La cronaca narra di una spaccatura tra critici quando, a Cannes 2018, venne assegnato a Cafarnao il Premio della Giuria. Il motivo? Siamo di fronte, si è detto, ad un film eccessivamente retorico ed estetizzante, una furbata. Estrapolo alcuni commenti: “La cineasta libanese ha capito come fregare le emozioni” (Cineforum); “Alla Labaki sembrano non interessare le storie e i personaggi che racconta e nemmeno il contesto sociale del suo Libano, se non come mezzo per commuovere lo spettatore” (La rivista del Cinematografo); “L’espressione “Poverty Porn” è a volte applicata con eccessivo moralismo. Vedi ora il caso di Cafarnao” (La Stampa); “Nella seconda parte si concede troppo al patetico” (la Repubblica); “Film discretamente ricattatorio” (Il Messaggero).

Criteri e pareri personali da rispettare, ma che rispolverano vecchie e mai risolte diatribe: quando si può dire (se si può dire) che un film è aderente o meno o alla realtà?
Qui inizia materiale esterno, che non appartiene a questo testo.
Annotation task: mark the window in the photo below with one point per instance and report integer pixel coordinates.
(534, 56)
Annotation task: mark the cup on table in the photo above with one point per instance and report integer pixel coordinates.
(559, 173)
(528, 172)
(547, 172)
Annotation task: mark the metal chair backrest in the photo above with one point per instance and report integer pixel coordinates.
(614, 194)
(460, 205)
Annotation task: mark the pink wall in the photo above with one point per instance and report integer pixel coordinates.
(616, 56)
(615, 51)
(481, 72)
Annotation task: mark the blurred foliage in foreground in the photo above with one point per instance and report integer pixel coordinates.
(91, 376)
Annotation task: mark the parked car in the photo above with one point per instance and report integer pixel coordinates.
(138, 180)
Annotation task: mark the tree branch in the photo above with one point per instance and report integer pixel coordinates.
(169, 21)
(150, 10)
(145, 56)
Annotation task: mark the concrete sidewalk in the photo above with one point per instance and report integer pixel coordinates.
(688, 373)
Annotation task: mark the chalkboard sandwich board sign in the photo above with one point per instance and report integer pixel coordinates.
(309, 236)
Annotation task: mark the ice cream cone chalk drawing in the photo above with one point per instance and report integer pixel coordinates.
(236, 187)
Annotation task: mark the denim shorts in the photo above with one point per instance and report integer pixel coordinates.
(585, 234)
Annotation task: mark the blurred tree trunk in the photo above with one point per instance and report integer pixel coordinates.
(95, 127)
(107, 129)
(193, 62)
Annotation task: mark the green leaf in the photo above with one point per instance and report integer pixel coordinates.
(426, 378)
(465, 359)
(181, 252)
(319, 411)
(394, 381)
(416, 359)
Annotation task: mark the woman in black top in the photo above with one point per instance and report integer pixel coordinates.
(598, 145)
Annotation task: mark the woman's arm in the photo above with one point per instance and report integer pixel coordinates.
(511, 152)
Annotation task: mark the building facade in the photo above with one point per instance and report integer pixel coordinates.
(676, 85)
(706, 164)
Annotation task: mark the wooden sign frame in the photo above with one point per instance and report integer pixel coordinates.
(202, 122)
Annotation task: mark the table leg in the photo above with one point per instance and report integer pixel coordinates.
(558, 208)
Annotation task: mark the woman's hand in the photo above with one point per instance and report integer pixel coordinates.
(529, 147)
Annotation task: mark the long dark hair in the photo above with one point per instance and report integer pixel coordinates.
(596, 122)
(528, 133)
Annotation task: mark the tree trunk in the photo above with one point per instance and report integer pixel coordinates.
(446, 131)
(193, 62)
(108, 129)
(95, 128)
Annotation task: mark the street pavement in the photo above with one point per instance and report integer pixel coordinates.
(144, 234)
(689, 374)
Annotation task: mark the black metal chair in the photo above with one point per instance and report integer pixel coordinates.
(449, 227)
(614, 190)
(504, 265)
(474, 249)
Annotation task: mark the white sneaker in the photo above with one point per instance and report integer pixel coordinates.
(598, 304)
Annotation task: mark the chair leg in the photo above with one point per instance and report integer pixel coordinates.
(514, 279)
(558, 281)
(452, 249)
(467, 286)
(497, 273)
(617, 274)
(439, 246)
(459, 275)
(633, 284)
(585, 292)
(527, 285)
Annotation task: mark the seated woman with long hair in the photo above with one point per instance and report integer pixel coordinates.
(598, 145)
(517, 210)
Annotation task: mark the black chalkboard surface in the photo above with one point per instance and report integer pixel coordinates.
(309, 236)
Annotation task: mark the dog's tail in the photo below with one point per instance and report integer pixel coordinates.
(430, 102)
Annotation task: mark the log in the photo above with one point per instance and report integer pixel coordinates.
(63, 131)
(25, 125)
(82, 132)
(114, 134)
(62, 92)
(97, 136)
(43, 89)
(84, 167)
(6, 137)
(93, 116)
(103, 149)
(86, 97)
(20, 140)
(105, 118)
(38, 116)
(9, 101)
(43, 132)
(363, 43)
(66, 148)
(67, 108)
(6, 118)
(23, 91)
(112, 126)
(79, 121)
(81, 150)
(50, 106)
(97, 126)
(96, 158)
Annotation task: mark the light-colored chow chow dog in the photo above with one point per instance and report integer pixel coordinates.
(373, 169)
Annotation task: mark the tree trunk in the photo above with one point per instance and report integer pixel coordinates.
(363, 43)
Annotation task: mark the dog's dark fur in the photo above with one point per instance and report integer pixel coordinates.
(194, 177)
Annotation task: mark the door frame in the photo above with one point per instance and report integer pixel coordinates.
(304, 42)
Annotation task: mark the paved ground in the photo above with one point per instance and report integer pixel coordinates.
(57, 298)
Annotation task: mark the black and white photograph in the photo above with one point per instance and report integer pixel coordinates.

A prescindere dalla macchina da presa e da come i registi riprendono certe immagini, non si può negare che ghetti, bidonville, favelas e periferie delle periferie del mondo esistono e che, tra la melma e nell’indigenza, sopravvive un miliardo di persone. Questi sono numeri, non retorica; e a dirlo non è la Labaki, ma l’ONU. La cifra comprende troppi Zain che, nonostante l’età, sono costretti a fare ciò che dovrebbero fare i grandi: proteggere i fratellini, fare di tutto per evitare che le sorelle vengano vendute, ribellarsi. Non si diventa genitori solo generando; bisogna saper far crescere i propri figli e sacrificarsi per loro. L’adolescente Zain, fugge di casa, intraprende un viaggio alla ricerca di giustizia, ingaggia una battaglia disperata e impartisce lezioni di paternità prendendosi cura di un bambino clandestino e ancora da allattare che è rimasto solo al mondo. Pensava, come dirà, “di diventare un uomo bravo, rispettato ed amato” e, invece, finirà in prigione. Sconterà la pena, ma avrà il coraggio di chiamare in giudizio i suoi genitori e di rivolge loro la più amara delle accuse: averlo condannato all’infelicità mettendolo al mondo. Già: il processo che fa da cornice all’intera vicenda narrata in flashback. Ho immaginato di assistervi in carne ed ossa, curioso spettatore tra tanti. Sarà, ma non ho notato nessuna retorica nel grido di allarme di Zain. Noto, piuttosto e purtroppo, ancora troppe mani sul catino di Pilato. E la cosa, sinceramente, mi disturba più delle polemiche sulla validità o meno di un film.